Życie człowieka powinno być bardziej naznaczone miłosierdziem, które ofiarował nam Bóg i które my również winniśmy okazywać braciom - przypomina przy każdej okazji kard. Stanisław Dziwisz.

Modlitwa non stop Proboszczowie zgodnie przyznają, że nawiedzenie obrazu jest w każdej parafii czasem duchowego ożywienia Miłosz Kluba /GN

Pomocą w dążeniu do tego celu była peregrynacja obrazu Jezusa Miłosiernego, która zakończy się 29 czerwca 2013 r. w królewskiej katedrze na Wawelu.

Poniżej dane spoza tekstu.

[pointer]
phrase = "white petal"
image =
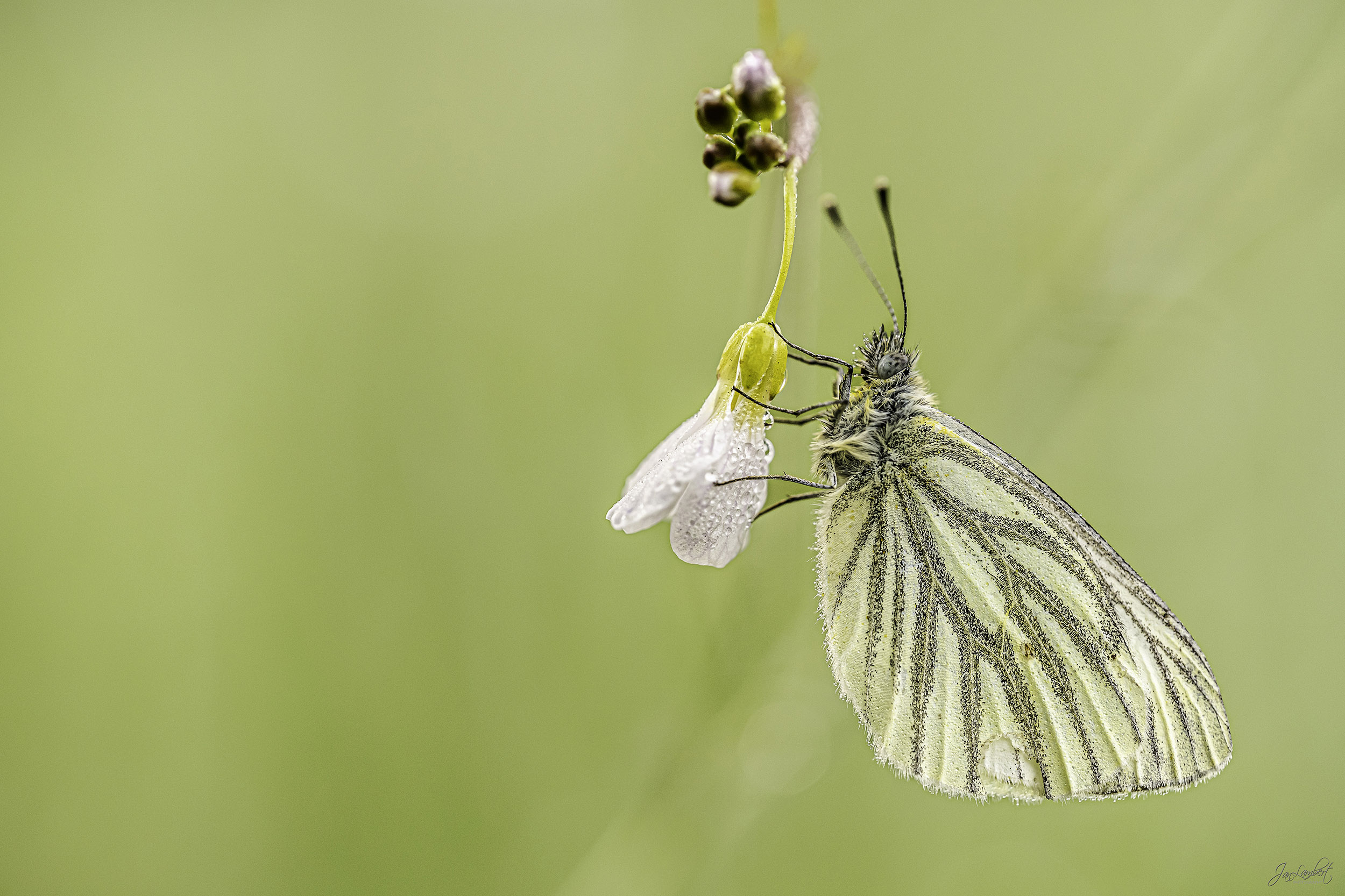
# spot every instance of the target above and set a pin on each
(654, 489)
(711, 524)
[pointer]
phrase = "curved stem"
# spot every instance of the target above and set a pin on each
(791, 208)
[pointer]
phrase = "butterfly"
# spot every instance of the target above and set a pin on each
(990, 641)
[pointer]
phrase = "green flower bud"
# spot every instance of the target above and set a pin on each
(754, 361)
(714, 111)
(719, 150)
(731, 183)
(759, 90)
(743, 131)
(763, 151)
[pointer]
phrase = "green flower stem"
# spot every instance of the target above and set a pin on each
(791, 208)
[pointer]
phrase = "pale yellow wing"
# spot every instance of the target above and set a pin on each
(994, 645)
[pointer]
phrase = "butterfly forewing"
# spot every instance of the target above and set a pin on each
(993, 643)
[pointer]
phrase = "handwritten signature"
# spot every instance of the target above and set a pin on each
(1322, 870)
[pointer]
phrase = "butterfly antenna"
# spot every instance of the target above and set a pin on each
(829, 205)
(883, 187)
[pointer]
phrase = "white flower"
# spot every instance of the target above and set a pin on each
(724, 440)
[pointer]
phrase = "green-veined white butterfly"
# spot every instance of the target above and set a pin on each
(990, 641)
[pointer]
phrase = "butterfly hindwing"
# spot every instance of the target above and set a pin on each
(993, 643)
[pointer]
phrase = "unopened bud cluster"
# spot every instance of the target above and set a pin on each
(736, 120)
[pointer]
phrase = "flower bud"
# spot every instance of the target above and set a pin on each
(754, 361)
(731, 183)
(714, 111)
(743, 131)
(759, 90)
(763, 151)
(719, 150)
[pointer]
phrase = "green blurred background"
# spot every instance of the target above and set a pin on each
(330, 333)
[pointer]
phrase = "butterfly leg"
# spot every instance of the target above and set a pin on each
(786, 411)
(816, 364)
(844, 369)
(782, 477)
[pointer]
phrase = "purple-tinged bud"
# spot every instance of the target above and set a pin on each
(714, 111)
(758, 89)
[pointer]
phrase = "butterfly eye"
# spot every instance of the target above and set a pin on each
(888, 366)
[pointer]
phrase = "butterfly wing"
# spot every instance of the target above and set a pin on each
(994, 645)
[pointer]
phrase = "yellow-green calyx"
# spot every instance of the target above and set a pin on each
(754, 361)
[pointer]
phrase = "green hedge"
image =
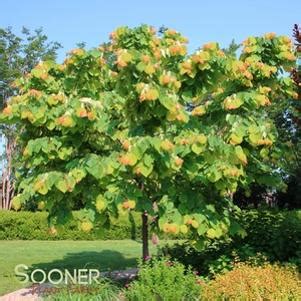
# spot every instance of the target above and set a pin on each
(273, 232)
(271, 235)
(33, 226)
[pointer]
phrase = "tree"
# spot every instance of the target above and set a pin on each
(137, 124)
(18, 55)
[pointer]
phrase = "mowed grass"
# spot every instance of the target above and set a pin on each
(47, 255)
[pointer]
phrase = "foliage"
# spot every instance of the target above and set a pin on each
(245, 282)
(34, 226)
(18, 55)
(163, 280)
(150, 129)
(274, 233)
(271, 235)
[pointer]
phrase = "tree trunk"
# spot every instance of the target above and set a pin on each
(145, 249)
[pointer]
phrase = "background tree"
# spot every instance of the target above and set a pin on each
(18, 55)
(111, 126)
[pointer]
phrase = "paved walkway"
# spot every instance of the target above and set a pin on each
(34, 293)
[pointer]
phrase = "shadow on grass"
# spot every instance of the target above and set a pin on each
(106, 260)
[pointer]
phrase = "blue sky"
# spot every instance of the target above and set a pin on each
(91, 21)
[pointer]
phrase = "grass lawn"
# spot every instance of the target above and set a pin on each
(46, 255)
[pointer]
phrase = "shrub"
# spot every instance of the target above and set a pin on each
(163, 280)
(272, 235)
(275, 233)
(245, 282)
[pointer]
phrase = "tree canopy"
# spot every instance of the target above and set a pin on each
(139, 124)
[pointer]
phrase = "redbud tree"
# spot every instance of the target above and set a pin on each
(138, 124)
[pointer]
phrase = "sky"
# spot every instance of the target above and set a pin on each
(91, 21)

Obraz był przewożony z parafii do parafii wraz z relikwiami bł. Jana Pawła II oraz św. siostry Faustyny Kowalskiej specjalnym samochodem-kaplicą. Wszędzie gromadziły się wokół niego i relikwii tłumy ludzi. Malowidło jest wierną kopią wizerunku Pana Jezusa Miłosiernego z kaplicy klasztornej w Krakowie-Łagiewnikach. Został przygotowany na II Światowy Kongres Bożego Miłosierdzia, który odbył się w Krakowie. Miesiąc wcześniej papież Benedykt XVI pobłogosławił go podczas audiencji generalnej.

Każdy chciał zobaczyć

Pierwszym przystankiem dla obrazu i relikwii była Bazylika Ofiarowania Najświętszej Maryi Panny w Wadowicach. Kopia cudownego obrazu przyjechała do Wadowic z Łagiewnik w niedzielę 16 października ub.roku. Tego dnia świątynia pękała w szwach. Każdy chciał zobaczyć obraz, pomodlić się i ucałować relikwie. Atmosferę rozmodlenia dało się odczuć w całym mieście. Wszak w tym dniu obchodzono ważną uroczystość. Oto 33 lata wcześniej wadowiczanin Karol Wojtyła został Papieżem!

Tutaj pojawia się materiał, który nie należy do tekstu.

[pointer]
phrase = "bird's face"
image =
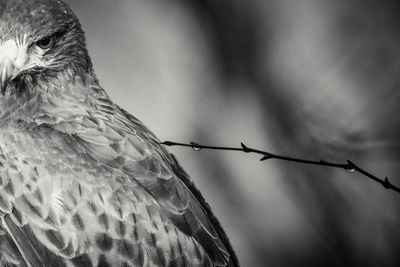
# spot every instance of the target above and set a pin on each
(40, 41)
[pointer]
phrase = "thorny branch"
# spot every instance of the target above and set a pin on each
(349, 166)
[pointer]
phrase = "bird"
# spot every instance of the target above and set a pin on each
(82, 181)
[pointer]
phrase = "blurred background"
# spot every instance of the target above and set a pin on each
(316, 79)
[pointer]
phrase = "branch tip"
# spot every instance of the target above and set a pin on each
(348, 166)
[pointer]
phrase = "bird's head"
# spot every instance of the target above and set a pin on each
(41, 44)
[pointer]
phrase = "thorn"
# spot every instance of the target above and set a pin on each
(167, 143)
(386, 184)
(195, 146)
(245, 148)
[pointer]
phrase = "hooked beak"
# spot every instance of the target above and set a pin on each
(10, 56)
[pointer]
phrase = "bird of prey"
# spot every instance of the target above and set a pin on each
(83, 182)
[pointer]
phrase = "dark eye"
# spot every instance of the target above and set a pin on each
(46, 43)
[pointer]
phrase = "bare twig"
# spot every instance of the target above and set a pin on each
(349, 166)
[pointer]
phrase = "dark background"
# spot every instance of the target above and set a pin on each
(316, 79)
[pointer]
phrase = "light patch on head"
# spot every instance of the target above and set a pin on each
(17, 55)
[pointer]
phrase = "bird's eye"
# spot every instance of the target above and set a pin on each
(46, 43)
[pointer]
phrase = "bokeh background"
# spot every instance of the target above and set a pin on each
(316, 79)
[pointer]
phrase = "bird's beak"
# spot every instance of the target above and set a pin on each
(9, 56)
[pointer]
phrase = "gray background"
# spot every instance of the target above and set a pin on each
(315, 79)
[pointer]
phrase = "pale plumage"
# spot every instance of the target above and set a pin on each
(82, 182)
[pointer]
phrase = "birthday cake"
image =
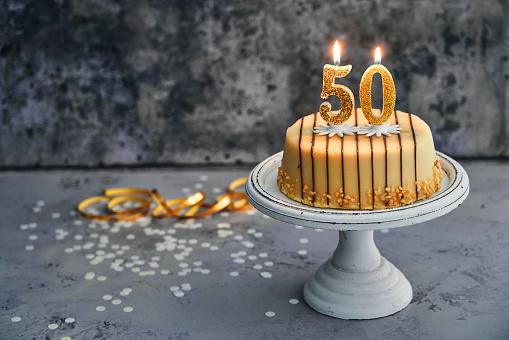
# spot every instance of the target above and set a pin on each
(355, 171)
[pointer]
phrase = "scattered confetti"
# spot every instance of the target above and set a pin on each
(178, 293)
(266, 275)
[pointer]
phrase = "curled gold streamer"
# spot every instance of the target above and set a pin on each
(188, 207)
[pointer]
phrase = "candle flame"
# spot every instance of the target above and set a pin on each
(378, 55)
(337, 53)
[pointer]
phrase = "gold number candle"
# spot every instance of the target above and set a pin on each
(389, 91)
(330, 73)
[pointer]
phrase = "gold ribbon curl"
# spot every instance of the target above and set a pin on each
(191, 207)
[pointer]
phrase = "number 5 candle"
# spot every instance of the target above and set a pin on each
(330, 73)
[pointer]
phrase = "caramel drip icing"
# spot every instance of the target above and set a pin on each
(313, 198)
(358, 172)
(415, 155)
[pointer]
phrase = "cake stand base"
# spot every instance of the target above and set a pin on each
(357, 283)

Jezusowi Miłosiernemu w podróży towarzyszył kustosz sanktuarium w Łagiewnikach ks. bp Jan Zając. Wraz z nim przyjechał do Wadowic ks. infułat Kazimierz Suder, były proboszcz wadowickiej fary, którego bardzo cenił Karol Wojtyła-Jan Paweł II. Obraz przywitał proboszcz parafii Ofiarowania NMP ks. Stanisław Jaśkowiec. Potem przeniesiono go wraz z relikwiami do bazyliki a następnie odprawiono Mszę świętą. Wieczorem w bazylice odbyła się Droga Krzyżowa dla młodzieży. Aż do poniedziałkowego poranka przy obrazie i relikwiach modlili się wierni. W poniedziałek 17 października po nabożeństwie w Godzinę Miłosierdzia wadowiczanie pożegnali obraz, który został przewieziony do parafii w Wysokiej.

W parafii Nawiedzenia Najświętszej Maryi Panny w Suchej Beskidzkiej obraz witano tuż przed świętami Bożego Narodzenia.

– Uroczystość powitania i adoracji obrazu oraz relikwii była bardzo udana. Nawet pogoda sprzyjała – wspomina ks. prałat Stanisław Bogacz, proboszcz suskiej parafii. – Przez cały dzień i całą noc kościół był pełny. W gronie modlących się widziałem nawet takie osoby, które rzadko chodzą dokościoła. To było dla nas wszystkich wielkie duchowe przeżycie. Ludzie ustawiali się w długiej kolejce żeby uczcić obraz i ucałować relikwie – relacjonuje ks. Bogacz.

Przygotowują się duchowo

Nie inaczej było w Makowie Podhalańskim. Makowscy parafianie byli przygotowani do peregrynacji nie tylko duchowo. To wydarzenie uczcili również poprzez dekorację rynku i ulic swojego miasteczka. Peregrynacja połączona tam została z uroczystym poświęceniem kaplicy Miłosierdzia Bożego i Wieczystej Adoracji Najświętszego Sakramentu.

Porządek uroczystości związanych z peregrynacją obrazu jest podobny we wszystkich parafiach. Wszędzie też, podobnie jak w Wadowicach, Suchej, czy Makowie przed obrazem i relikwiami niemal non stop modlą się ludzie.